Aledaño a la Cartuja se encuentra el palacio de Rey Sancho, mucho más sencillo.
Pero a mi lo que siempre me ha encantado de Valldemossa es pasear por sus calles y alrededores, alejándome de la cartuja y sus cientos de turistas.
Las casas de Valldemossa son las típicas de la isla, de piedra de marés, y ventanas mallorquinas. Muchas de ellas decoradas con piedrecitas intercaladas en la fachada, y junto a la puerta lucen siempre una azulejo decorado con escenas de la vida de Santa Catalina Thomás, la patrona, a veces iluminado por un pequeño farol.
Las calles están adoquinadas como antiguamente, y llenas de macetas tanto apoyadas en el suelo como colgadas en las fachadas de las casas. La circulación de vehículos en toda la parte antigua está restringida a los vecinos, y por la mayoría de las calles no caben los coches, por lo que la paz está asegurada. En cuanto nos alejamos de la multitud, enseguida se respira la tranquilidad de los pueblos de la Sierra, y es fácil despejarse de cualquier estrés diario que hayas traído contigo.
Realmente es un pueblo con encanto, que ha sabido conservar el estilo y el sabor de los lugares de hace siglos.

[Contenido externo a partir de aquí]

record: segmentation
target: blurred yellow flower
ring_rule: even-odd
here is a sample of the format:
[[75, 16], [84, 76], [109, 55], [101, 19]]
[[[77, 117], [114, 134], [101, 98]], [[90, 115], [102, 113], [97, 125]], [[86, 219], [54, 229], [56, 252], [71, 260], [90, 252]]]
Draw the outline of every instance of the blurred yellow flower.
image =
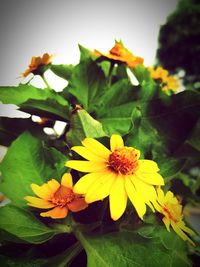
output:
[[74, 186], [74, 192], [85, 194], [87, 203], [109, 196], [110, 213], [113, 220], [124, 213], [128, 198], [142, 219], [146, 204], [154, 208], [151, 201], [156, 199], [154, 185], [163, 185], [158, 166], [152, 160], [139, 160], [140, 151], [124, 146], [119, 135], [110, 138], [110, 150], [93, 138], [85, 138], [83, 146], [72, 150], [87, 159], [69, 160], [66, 166], [89, 172]]
[[122, 42], [115, 42], [115, 46], [109, 51], [109, 54], [103, 54], [98, 50], [95, 50], [95, 54], [112, 61], [126, 63], [130, 68], [135, 68], [137, 65], [143, 64], [144, 62], [143, 58], [134, 56], [126, 49]]
[[183, 221], [182, 205], [171, 191], [166, 194], [159, 188], [157, 190], [157, 202], [154, 203], [155, 209], [161, 213], [163, 222], [168, 231], [170, 231], [170, 225], [174, 231], [183, 239], [189, 241], [195, 246], [194, 242], [189, 238], [189, 235], [195, 235], [189, 227], [187, 227]]
[[45, 53], [42, 57], [32, 57], [28, 69], [22, 73], [22, 76], [27, 77], [30, 73], [38, 74], [38, 68], [43, 65], [49, 65], [52, 62], [52, 58], [53, 56], [48, 53]]
[[162, 90], [164, 92], [168, 92], [168, 90], [172, 90], [174, 92], [180, 87], [179, 80], [173, 76], [169, 75], [169, 72], [166, 69], [158, 66], [157, 68], [148, 67], [152, 79], [158, 80], [161, 82]]
[[65, 218], [68, 210], [78, 212], [88, 206], [84, 197], [74, 193], [70, 173], [62, 176], [61, 184], [52, 179], [41, 186], [31, 184], [31, 188], [38, 197], [26, 196], [27, 204], [39, 209], [51, 209], [40, 213], [42, 217]]

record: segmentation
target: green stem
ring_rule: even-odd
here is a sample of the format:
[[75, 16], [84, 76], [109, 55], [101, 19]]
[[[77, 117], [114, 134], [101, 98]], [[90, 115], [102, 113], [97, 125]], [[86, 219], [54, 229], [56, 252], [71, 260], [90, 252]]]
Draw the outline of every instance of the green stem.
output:
[[114, 69], [114, 65], [115, 65], [114, 62], [110, 63], [110, 69], [109, 69], [109, 73], [108, 73], [108, 86], [109, 87], [110, 87], [110, 85], [112, 83], [112, 72], [113, 72], [113, 69]]
[[45, 78], [44, 74], [42, 74], [41, 77], [42, 77], [42, 79], [43, 79], [45, 85], [47, 86], [47, 88], [48, 88], [48, 89], [51, 89], [51, 86], [49, 85], [49, 83], [48, 83], [47, 79]]

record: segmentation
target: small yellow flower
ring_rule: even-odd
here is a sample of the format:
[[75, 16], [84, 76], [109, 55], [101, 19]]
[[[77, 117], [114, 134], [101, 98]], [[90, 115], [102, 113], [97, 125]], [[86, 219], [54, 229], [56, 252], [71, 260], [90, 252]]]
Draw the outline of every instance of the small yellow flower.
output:
[[89, 172], [74, 186], [74, 192], [85, 194], [87, 203], [109, 196], [110, 213], [113, 220], [124, 213], [129, 198], [142, 219], [146, 204], [153, 210], [151, 201], [156, 198], [153, 185], [163, 185], [158, 166], [152, 160], [139, 160], [140, 151], [124, 146], [119, 135], [112, 135], [110, 150], [93, 138], [85, 138], [83, 146], [72, 150], [87, 159], [69, 160], [66, 166]]
[[65, 218], [68, 210], [78, 212], [88, 206], [81, 195], [74, 193], [70, 173], [65, 173], [62, 176], [61, 184], [52, 179], [41, 186], [31, 184], [31, 188], [38, 197], [26, 196], [28, 205], [39, 209], [51, 209], [40, 213], [42, 217]]
[[53, 56], [48, 53], [45, 53], [42, 57], [32, 57], [28, 69], [22, 73], [22, 76], [27, 77], [30, 73], [38, 74], [38, 68], [43, 65], [49, 65], [52, 62], [52, 57]]
[[130, 68], [135, 68], [144, 62], [143, 58], [134, 56], [121, 42], [116, 42], [115, 46], [109, 51], [109, 54], [103, 54], [98, 50], [95, 50], [95, 54], [112, 61], [126, 63]]
[[158, 66], [157, 68], [148, 67], [152, 79], [158, 80], [161, 82], [162, 90], [164, 92], [168, 92], [168, 90], [172, 90], [174, 92], [180, 87], [179, 80], [173, 76], [169, 75], [169, 72], [166, 69]]
[[187, 235], [195, 235], [195, 233], [185, 225], [182, 213], [183, 208], [178, 199], [171, 191], [164, 194], [160, 188], [157, 190], [157, 194], [157, 202], [154, 203], [154, 207], [164, 216], [162, 220], [167, 230], [170, 231], [171, 225], [177, 235], [195, 246], [194, 242]]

Algunas de las casas mantienen en su fachada en año de su construcción, y en una de ellas se lee orgullosamente el año de 1698. También existe alguna fachada antigua rematada con símbolos masónicos, señal de que este pueblo lleva siglos siendo el retiro de artistas e ilustrados.
Y siguiendo con nuestra ruta por el pueblo, encontraremos la iglesia de San Bartolomé, originaria del siglo XIII aunque hoy en día lo que de verdad se aprecia es la reforma del siglo XVIII. No tiene gran cosa que ver en su interior, pero la silueta de esta iglesia, con su campanario también de estilo mallorquín es el que configura el perfil típico de Valldemossa, la imagen preciosa de la llegada desde Palma.

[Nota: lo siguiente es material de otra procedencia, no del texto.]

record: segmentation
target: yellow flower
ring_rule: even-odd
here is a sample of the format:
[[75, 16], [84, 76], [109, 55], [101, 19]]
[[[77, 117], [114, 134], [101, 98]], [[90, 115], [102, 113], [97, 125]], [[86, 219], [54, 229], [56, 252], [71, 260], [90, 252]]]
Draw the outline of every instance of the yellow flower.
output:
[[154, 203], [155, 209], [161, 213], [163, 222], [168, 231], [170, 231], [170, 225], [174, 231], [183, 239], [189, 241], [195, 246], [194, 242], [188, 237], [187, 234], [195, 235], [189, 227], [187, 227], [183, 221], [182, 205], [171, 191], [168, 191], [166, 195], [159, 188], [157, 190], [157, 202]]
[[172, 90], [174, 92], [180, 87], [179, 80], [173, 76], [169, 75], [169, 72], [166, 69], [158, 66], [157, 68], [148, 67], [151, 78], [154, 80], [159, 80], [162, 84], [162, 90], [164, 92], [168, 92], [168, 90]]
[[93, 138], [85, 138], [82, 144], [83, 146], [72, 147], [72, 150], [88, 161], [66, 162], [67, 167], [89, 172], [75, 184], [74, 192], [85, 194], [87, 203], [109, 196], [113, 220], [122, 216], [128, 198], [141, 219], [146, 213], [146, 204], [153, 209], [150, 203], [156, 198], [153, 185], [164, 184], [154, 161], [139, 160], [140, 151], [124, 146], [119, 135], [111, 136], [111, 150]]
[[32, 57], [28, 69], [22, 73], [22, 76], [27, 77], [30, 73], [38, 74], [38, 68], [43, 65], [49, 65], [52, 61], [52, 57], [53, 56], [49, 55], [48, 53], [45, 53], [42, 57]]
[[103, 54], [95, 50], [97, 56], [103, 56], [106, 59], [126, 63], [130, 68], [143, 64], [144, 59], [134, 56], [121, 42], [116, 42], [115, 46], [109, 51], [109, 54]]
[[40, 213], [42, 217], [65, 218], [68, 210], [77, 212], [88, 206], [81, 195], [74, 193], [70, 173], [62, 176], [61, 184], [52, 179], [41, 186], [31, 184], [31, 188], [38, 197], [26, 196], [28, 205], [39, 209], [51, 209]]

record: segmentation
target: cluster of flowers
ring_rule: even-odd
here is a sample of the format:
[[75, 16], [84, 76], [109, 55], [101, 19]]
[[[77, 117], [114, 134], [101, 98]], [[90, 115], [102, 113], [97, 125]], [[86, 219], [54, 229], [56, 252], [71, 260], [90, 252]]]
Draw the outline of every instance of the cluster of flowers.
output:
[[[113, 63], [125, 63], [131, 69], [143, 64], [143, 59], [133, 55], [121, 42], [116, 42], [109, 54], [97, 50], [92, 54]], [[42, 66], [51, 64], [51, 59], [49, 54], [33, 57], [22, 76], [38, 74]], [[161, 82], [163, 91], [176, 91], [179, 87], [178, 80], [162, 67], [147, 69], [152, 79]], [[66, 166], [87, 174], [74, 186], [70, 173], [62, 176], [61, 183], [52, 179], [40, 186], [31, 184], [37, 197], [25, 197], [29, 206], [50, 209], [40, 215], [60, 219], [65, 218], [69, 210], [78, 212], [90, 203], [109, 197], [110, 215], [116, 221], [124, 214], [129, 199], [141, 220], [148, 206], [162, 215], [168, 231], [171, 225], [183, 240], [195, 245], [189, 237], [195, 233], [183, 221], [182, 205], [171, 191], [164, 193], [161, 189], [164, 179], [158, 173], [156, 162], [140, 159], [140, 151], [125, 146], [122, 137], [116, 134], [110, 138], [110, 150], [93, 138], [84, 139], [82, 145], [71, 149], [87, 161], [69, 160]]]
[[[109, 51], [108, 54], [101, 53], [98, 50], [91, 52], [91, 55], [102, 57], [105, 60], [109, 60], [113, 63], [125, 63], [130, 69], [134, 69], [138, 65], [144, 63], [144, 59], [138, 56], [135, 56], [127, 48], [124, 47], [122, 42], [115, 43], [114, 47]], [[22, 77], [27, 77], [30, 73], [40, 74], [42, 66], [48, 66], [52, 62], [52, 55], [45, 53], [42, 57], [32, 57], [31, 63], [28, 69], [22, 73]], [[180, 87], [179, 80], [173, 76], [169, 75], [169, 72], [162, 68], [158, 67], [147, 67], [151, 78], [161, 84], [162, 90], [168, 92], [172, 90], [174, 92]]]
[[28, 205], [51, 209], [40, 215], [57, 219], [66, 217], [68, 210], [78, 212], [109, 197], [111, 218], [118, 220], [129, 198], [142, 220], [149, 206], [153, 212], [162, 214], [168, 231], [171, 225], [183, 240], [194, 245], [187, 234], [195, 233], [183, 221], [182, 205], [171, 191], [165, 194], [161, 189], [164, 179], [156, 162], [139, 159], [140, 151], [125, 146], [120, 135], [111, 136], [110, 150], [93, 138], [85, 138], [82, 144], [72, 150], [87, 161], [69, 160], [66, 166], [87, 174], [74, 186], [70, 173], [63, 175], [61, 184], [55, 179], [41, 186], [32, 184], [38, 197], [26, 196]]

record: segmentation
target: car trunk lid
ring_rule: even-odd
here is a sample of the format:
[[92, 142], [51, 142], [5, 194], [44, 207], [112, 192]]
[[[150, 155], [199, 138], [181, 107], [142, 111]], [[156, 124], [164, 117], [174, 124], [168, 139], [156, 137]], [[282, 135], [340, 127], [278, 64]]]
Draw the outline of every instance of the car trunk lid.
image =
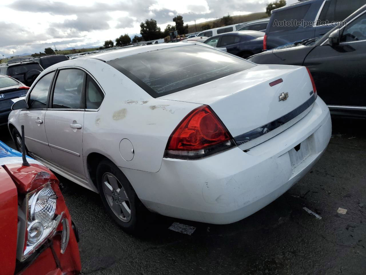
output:
[[245, 150], [298, 121], [315, 96], [305, 67], [258, 65], [160, 98], [209, 105]]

Otra cuestión indispensable: buscar una confitería y comprarse unas "cocas de patata". Son unos bollitos espolvoreados de azúcar, que están absolutamente deliciosos, para chuparse los dedos. Vale que la ensaimada mallorquina tiene toda la fama y realmente están buenas, pero el manjar divino de esta tierra en realidad son las cocas de patata de Valldemossa. Es tradición que el buen turista culmine la visita en una de las terrazas o cafeterías del lugar, degustando una taza de chocolate y unas cocas, pero no está de más que busquéis una confitería y os llevéis unas cuantas.
Espero que lo disfrutéis en alguna ocasión. Y se me olvidaba...cualquier época del año es buena para disfrutar de Valldemossa.